- Born: 7 July 1903 Hammersmith, London, England
- Died: 26 August 1983 (aged 80) Worcester, Worcestershire, England
- Education: Portsmouth High School
- Alma mater: Bedford College, University of London
- Occupation: Cryptanalysis
- Known for: Codebreaking at Bletchley Park;

= Margaret Rock =

British cryptoanalyst (1903–1983)

Margaret Alice Rock (7 July 1903 – 26 August 1983) was one of the women mathematicians who worked in Bletchley Park during World War II. With her maths skills and education, Rock was able to decrypt messages encrypted by the Enigma machine used by the German Army. Her work during the war was classified by the Official Secrets Act 1939, so much of her work was not revealed during her lifetime.

== Early life ==
Rock was born and raised in Hammersmith, London by her parents Frank Ernest Rock and Alice Margaret Simmonds. Rock attended Edmonton elementary and North Middlesex School. Rock's father served in the Royal Navy as a surgeon between 1894 and 1896 while her mother took care of her and her brother. Frank Rock would send letters to his children frequently, to stay in communication in 1914, just before World War I.

In 1917, Margaret, her mother and brother settled in Portsmouth, after moving frequently for three years. Rock attended Portsmouth High School, an all female private boarding school. Her father died when the armed merchant cruiser HMS Laurentic sank off the coast of Ireland having struck two mines laid by a German U-boat. Rock was encouraged by the letters her late father wrote to her, telling her to keep up with her studies and to be successful in the future. Her brother, John Frank Rock, became a Lieutenant in the Royal Engineers.

== Education ==
Rock passed the London General School Exam in June 1919. During high school, she received honours in the classes of French, mathematics, and music. Rock went to Bedford College, University of London, to earn a Bachelors of Arts Degree in 1921.

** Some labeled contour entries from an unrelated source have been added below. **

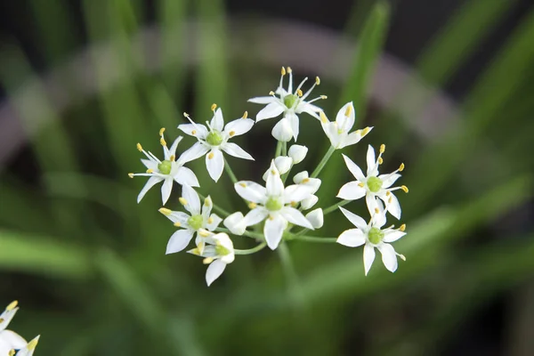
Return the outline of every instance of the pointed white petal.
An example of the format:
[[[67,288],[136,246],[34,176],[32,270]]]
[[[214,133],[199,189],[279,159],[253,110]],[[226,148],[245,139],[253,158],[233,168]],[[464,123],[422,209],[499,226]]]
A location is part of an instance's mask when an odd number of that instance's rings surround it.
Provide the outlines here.
[[[207,271],[206,271],[206,283],[207,283],[208,287],[214,280],[221,277],[225,268],[226,263],[221,260],[215,260],[207,266]]]
[[[375,261],[375,247],[370,246],[369,244],[366,244],[363,247],[363,267],[365,269],[365,275],[367,276],[373,265],[373,262]]]
[[[282,239],[284,230],[287,226],[287,222],[279,214],[277,214],[276,216],[271,216],[265,220],[263,235],[265,235],[265,240],[267,241],[267,246],[269,248],[274,250],[276,247],[278,247],[280,240]]]
[[[220,150],[214,149],[206,155],[206,166],[209,176],[215,182],[222,175],[224,169],[224,158]]]

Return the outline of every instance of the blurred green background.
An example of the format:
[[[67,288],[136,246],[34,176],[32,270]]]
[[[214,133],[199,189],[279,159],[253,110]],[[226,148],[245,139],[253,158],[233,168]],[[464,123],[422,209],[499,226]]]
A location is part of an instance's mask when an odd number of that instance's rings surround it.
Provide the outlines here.
[[[20,301],[10,328],[41,334],[37,355],[534,354],[534,8],[528,1],[27,0],[1,5],[0,304]],[[160,155],[187,111],[226,120],[246,101],[320,76],[329,117],[353,101],[375,129],[344,153],[383,170],[406,163],[400,195],[409,234],[394,274],[362,251],[288,243],[238,256],[211,287],[206,266],[165,255],[174,229],[158,190],[137,205],[135,149]],[[273,121],[238,142],[259,180]],[[184,140],[179,151],[192,141]],[[301,118],[312,170],[328,148]],[[227,176],[189,166],[200,191],[245,211]],[[351,176],[339,152],[320,206]],[[179,189],[167,207],[178,209]],[[363,201],[348,207],[365,214]],[[318,236],[349,228],[328,215]],[[252,247],[235,238],[238,248]],[[286,271],[287,272],[287,271]]]

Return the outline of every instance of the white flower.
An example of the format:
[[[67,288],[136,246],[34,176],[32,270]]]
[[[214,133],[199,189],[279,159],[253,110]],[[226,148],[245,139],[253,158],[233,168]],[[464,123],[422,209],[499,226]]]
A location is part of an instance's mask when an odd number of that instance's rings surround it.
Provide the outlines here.
[[[251,202],[252,210],[245,216],[245,224],[252,226],[265,220],[263,234],[271,249],[279,246],[287,222],[313,229],[304,215],[293,207],[308,198],[312,189],[302,184],[284,188],[274,160],[271,162],[265,187],[249,181],[238,182],[234,187],[241,198]]]
[[[379,206],[382,207],[382,204],[379,204]],[[356,226],[356,229],[349,229],[342,232],[337,238],[337,243],[349,247],[357,247],[365,244],[363,265],[366,276],[375,261],[375,247],[382,254],[382,262],[385,268],[392,272],[397,270],[397,256],[406,260],[402,255],[397,254],[393,247],[389,244],[389,242],[396,241],[406,235],[403,232],[406,225],[401,225],[399,229],[390,227],[382,230],[385,224],[385,211],[380,207],[376,208],[378,213],[376,212],[373,214],[368,224],[361,217],[339,207],[346,218]]]
[[[325,222],[324,214],[320,207],[312,210],[310,213],[306,214],[306,219],[308,219],[314,229],[322,228],[322,225]]]
[[[287,150],[287,156],[293,159],[293,164],[297,165],[301,163],[308,153],[308,148],[301,145],[292,145]]]
[[[206,282],[211,285],[214,280],[218,279],[228,263],[231,263],[235,259],[233,243],[224,232],[213,234],[203,231],[203,234],[207,235],[204,242],[200,245],[202,248],[197,247],[188,251],[190,254],[199,255],[204,258],[204,263],[209,264],[206,271]]]
[[[171,190],[173,190],[173,182],[176,182],[178,184],[187,184],[191,187],[198,186],[198,180],[197,176],[190,169],[182,166],[184,162],[176,161],[176,147],[180,141],[182,141],[182,136],[178,137],[170,149],[166,146],[166,142],[163,137],[163,133],[165,132],[165,128],[159,130],[159,135],[161,138],[159,139],[159,142],[163,146],[164,152],[164,160],[160,161],[158,159],[156,156],[154,156],[150,151],[146,152],[140,143],[137,143],[137,150],[140,152],[142,152],[147,158],[149,159],[142,159],[142,164],[147,167],[146,173],[140,174],[129,174],[130,178],[134,178],[136,175],[144,175],[149,176],[149,181],[142,188],[139,195],[137,196],[137,203],[142,199],[147,191],[154,185],[158,184],[160,182],[163,182],[163,185],[161,187],[161,201],[163,205],[165,205],[169,197],[171,196]]]
[[[320,113],[320,123],[330,143],[336,150],[358,143],[373,127],[356,130],[349,134],[354,125],[354,107],[352,101],[347,102],[337,111],[336,121],[330,122],[324,112]]]
[[[180,252],[187,247],[195,232],[197,232],[197,245],[198,245],[203,239],[200,231],[203,230],[213,231],[222,221],[217,214],[211,214],[214,206],[211,198],[208,196],[204,199],[204,204],[200,206],[198,194],[188,185],[182,187],[182,197],[179,200],[190,215],[165,207],[159,209],[161,214],[174,222],[174,226],[180,228],[171,236],[166,247],[166,255]]]
[[[239,146],[228,142],[232,137],[250,131],[254,125],[254,120],[247,118],[247,112],[245,112],[243,117],[231,121],[224,125],[222,111],[221,109],[215,110],[216,107],[215,104],[212,105],[214,117],[210,123],[206,122],[209,131],[204,125],[194,123],[189,115],[185,113],[183,115],[191,123],[182,124],[178,126],[183,133],[194,136],[198,140],[198,142],[182,153],[180,159],[184,162],[190,162],[206,155],[207,172],[209,173],[209,176],[215,182],[221,178],[222,169],[224,168],[224,158],[222,151],[238,158],[254,160],[252,156]]]
[[[0,314],[0,355],[2,356],[8,355],[12,350],[22,349],[27,344],[26,340],[19,334],[5,329],[19,310],[17,304],[17,301],[12,302]]]
[[[278,141],[287,142],[291,140],[291,136],[296,141],[299,132],[299,120],[297,114],[306,112],[312,115],[313,117],[320,118],[318,113],[321,111],[321,109],[312,105],[312,102],[316,101],[320,99],[326,99],[325,95],[320,95],[315,99],[306,101],[306,98],[315,85],[319,85],[320,80],[319,77],[315,78],[313,85],[305,93],[303,93],[301,87],[308,80],[305,77],[298,87],[293,92],[293,73],[289,67],[287,67],[287,72],[289,74],[289,85],[287,91],[283,87],[284,76],[286,75],[286,69],[282,67],[282,76],[280,77],[280,84],[275,92],[271,92],[270,96],[260,96],[256,98],[249,99],[248,101],[255,102],[256,104],[267,104],[267,106],[260,110],[256,115],[256,122],[264,120],[266,118],[276,117],[280,114],[284,114],[282,119],[272,129],[272,135]],[[279,95],[277,97],[276,95]]]
[[[356,200],[365,196],[371,214],[377,207],[376,198],[380,198],[384,202],[386,210],[397,219],[400,219],[400,205],[392,191],[402,190],[408,193],[408,188],[405,185],[392,188],[392,185],[400,177],[397,172],[404,169],[404,164],[389,174],[378,175],[378,166],[382,164],[382,154],[384,150],[385,146],[380,146],[380,154],[377,158],[375,158],[375,150],[369,145],[367,153],[367,176],[363,175],[361,169],[351,158],[343,155],[349,171],[354,175],[356,181],[341,187],[337,197],[346,200]]]

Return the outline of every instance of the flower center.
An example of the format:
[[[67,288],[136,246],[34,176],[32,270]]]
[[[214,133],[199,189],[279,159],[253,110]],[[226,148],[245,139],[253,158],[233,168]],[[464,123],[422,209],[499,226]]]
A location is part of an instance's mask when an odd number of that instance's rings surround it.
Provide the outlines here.
[[[187,219],[187,224],[193,230],[198,230],[204,225],[204,217],[202,215],[193,215]]]
[[[373,193],[377,192],[382,188],[382,180],[378,177],[369,177],[368,179],[368,187]]]
[[[206,137],[206,142],[212,146],[219,146],[221,143],[222,143],[222,135],[221,135],[220,132],[215,130],[210,132],[207,134],[207,137]]]
[[[297,100],[298,100],[298,96],[296,96],[295,94],[286,95],[286,96],[284,96],[284,105],[286,105],[286,107],[287,107],[287,109],[291,109],[291,108],[293,108],[293,106],[295,105],[295,103],[296,102]]]
[[[270,211],[280,210],[284,205],[279,197],[269,197],[265,207]]]
[[[173,168],[173,164],[171,163],[171,161],[169,161],[167,159],[166,159],[165,161],[163,161],[159,165],[158,165],[158,170],[159,171],[159,173],[162,173],[164,174],[170,174],[172,168]]]
[[[371,244],[377,245],[384,239],[384,232],[380,229],[371,228],[368,233],[368,237]]]

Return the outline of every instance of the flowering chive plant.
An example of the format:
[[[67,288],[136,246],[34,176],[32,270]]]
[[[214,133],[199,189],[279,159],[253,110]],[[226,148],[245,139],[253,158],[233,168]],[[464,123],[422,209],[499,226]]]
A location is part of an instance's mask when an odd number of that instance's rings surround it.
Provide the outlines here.
[[[289,81],[286,90],[283,84],[287,75]],[[196,235],[194,247],[188,252],[204,257],[204,263],[208,264],[206,273],[208,286],[222,274],[227,264],[231,263],[236,255],[252,255],[265,247],[275,250],[281,248],[281,245],[286,248],[286,241],[292,239],[337,242],[349,247],[363,246],[365,275],[369,272],[375,260],[375,249],[380,252],[384,265],[392,272],[397,270],[397,257],[405,260],[391,243],[406,235],[406,225],[401,224],[399,228],[394,225],[384,227],[389,215],[397,220],[400,218],[400,205],[393,191],[401,190],[408,192],[408,188],[404,185],[393,185],[400,178],[400,172],[404,169],[404,164],[394,172],[379,174],[379,166],[384,162],[382,156],[385,151],[384,144],[380,146],[377,157],[375,149],[368,145],[365,174],[352,159],[343,155],[348,171],[355,181],[346,182],[339,190],[337,197],[342,201],[325,208],[316,207],[319,198],[315,193],[321,185],[320,174],[329,158],[336,150],[360,142],[373,127],[352,130],[356,122],[352,102],[344,104],[337,112],[336,120],[330,121],[325,112],[313,104],[318,100],[326,99],[325,95],[308,100],[320,80],[317,77],[315,84],[303,93],[302,87],[306,80],[304,78],[294,91],[293,72],[290,68],[282,68],[280,82],[275,91],[271,92],[269,96],[249,99],[251,102],[266,105],[256,114],[256,123],[282,116],[271,132],[278,144],[269,168],[263,175],[264,182],[238,180],[230,166],[234,158],[254,160],[249,153],[230,142],[234,136],[246,134],[253,128],[255,121],[247,117],[247,112],[241,118],[224,125],[222,109],[214,104],[211,108],[213,117],[210,121],[206,121],[206,125],[193,121],[184,113],[190,123],[180,125],[178,128],[187,135],[195,137],[197,142],[179,157],[176,156],[176,148],[182,137],[176,138],[168,149],[163,136],[165,129],[159,132],[160,144],[164,149],[163,160],[159,160],[150,151],[145,151],[138,144],[138,150],[148,158],[142,159],[147,171],[129,175],[132,178],[137,175],[150,177],[139,194],[138,202],[151,187],[163,182],[161,196],[162,203],[166,205],[173,185],[178,183],[182,186],[179,201],[186,212],[173,211],[166,207],[159,209],[177,229],[169,239],[166,254],[184,250],[191,245],[192,238]],[[290,184],[287,183],[287,179],[291,171],[305,158],[308,152],[308,148],[304,145],[292,144],[287,148],[287,142],[291,139],[296,141],[298,138],[299,115],[302,113],[307,113],[317,119],[330,147],[312,174],[297,171]],[[233,158],[229,161],[222,152]],[[200,188],[198,181],[195,174],[183,166],[202,156],[206,157],[207,172],[215,182],[219,182],[222,171],[226,170],[233,183],[233,187],[228,189],[235,190],[244,200],[242,209],[227,212],[212,201],[209,196],[204,198],[195,190]],[[368,222],[363,217],[342,207],[364,197],[369,212],[367,220]],[[325,215],[338,208],[354,225],[353,229],[341,231],[337,238],[306,236],[310,231],[321,229]],[[242,237],[253,239],[255,246],[248,249],[234,248],[234,242],[243,239]],[[242,242],[239,241],[239,244]]]

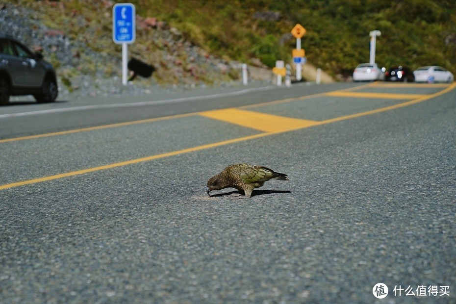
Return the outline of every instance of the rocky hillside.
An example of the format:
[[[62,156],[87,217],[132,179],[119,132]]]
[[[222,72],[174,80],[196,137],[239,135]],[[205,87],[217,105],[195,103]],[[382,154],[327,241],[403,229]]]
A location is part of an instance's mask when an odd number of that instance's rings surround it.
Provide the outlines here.
[[[43,52],[57,70],[61,96],[147,94],[157,86],[191,88],[239,83],[240,62],[208,53],[164,22],[138,15],[137,41],[129,46],[129,56],[153,65],[155,71],[152,77],[136,78],[125,87],[121,84],[121,47],[112,38],[112,1],[91,3],[97,19],[74,8],[69,11],[69,1],[35,2],[0,4],[0,31]],[[264,69],[256,75],[257,79],[269,80],[271,73]]]

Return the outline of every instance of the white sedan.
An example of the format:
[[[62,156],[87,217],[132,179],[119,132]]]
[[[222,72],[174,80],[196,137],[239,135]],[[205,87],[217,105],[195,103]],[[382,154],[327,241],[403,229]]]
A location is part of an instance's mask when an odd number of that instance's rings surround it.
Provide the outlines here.
[[[455,76],[449,71],[442,67],[432,66],[422,67],[413,71],[417,82],[453,82]]]
[[[373,81],[385,79],[385,71],[379,67],[377,63],[361,63],[353,72],[354,81]]]

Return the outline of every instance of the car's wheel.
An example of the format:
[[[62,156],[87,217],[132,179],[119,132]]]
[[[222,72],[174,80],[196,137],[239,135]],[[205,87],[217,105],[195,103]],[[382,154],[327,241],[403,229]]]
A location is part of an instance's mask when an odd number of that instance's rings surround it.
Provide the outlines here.
[[[57,83],[53,79],[48,77],[43,82],[41,93],[33,95],[33,97],[38,102],[52,102],[55,101],[58,94]]]
[[[4,77],[0,78],[0,105],[5,105],[9,102],[9,85]]]

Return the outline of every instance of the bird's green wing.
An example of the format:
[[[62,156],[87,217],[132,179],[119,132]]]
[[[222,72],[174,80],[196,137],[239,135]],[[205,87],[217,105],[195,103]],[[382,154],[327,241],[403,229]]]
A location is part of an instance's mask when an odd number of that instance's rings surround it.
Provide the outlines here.
[[[247,165],[247,164],[246,164]],[[266,181],[272,177],[272,173],[259,166],[247,165],[239,168],[239,177],[247,184]]]

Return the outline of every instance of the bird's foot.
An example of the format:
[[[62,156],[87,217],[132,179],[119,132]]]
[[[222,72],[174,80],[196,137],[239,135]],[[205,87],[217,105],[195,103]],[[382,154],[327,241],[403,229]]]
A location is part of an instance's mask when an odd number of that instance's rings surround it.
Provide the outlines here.
[[[236,194],[229,196],[229,198],[231,200],[234,200],[235,199],[250,199],[251,197],[250,195],[242,195],[242,194]]]

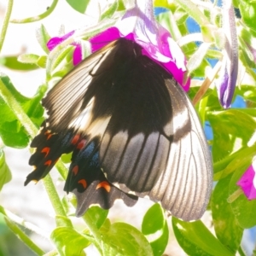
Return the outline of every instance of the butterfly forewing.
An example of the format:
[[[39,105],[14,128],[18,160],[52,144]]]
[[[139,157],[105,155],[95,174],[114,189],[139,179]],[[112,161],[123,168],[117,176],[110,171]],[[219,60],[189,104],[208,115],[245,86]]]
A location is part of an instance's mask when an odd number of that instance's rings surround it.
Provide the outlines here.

After university, Rock was employed as a statistician by the National Association of Manufacturers (The Federation of British Industry). Rock predicted the economic market and how different businesses and companies would respond to the market. In her free time, Margaret and her brother would travel to different countries such as Italy, France, Switzerland, and Sri Lanka.

== World War II==
Early in World War II, Rock and her mother evacuated from London to Cranleigh, Surrey. Margaret quit her old job, wanting a career in a time when the woman's role was primarily to be the wife and stay-at-home mother. She was then recruited for a new job at Bletchley Park on 15 April 1940. She worked for Admiral Sir Hugh Sinclair, who was the head of the Government Code and Cypher School and Secret Intelligence Service. She trained and worked alongside mathematicians and professors to decode enemy messages encrypted with the Enigma machine. Margaret went to work for Alfred Dilwyn Knox, where she worked closely with Mavis Lever on the same projects. While working for Dilwyn Knox she became the most senior cryptographer. Knox employed women, because he believed they had great skill with cryptography work. In August 1940 Margaret Rock was considered by Dilwyn Knox to be the 4th or 5th best in the whole Enigma staff. She specialized in German and Russian code breaking.

The German military considered the Enigma cipher unbreakable. By her hard work, Rock was ranked one of the better workers on the Enigma machine project, and was promoted to seniority and a higher salary. On 8 December 1941, an Abwehr Enigma message was decoded and read by the team in Bletchley Park by the use of a manual technique called "rodding" that was identified by Knox. This feat gave an advantage to Britain to plan the D-Day attack.

== After the war ==

Rock worked governmental jobs, such as at the Government Communications Headquarters, until she retired in 1963. Because of the Official Secrets Act 1939, Rock never spoke about her work to anyone. Even late in her life, when stories about Bletchley Park and codebreaking were making the news, she would not comment about her contribution to the Colossus. On 26 August 1983 she died in Ronkswood Hospital, Worcester.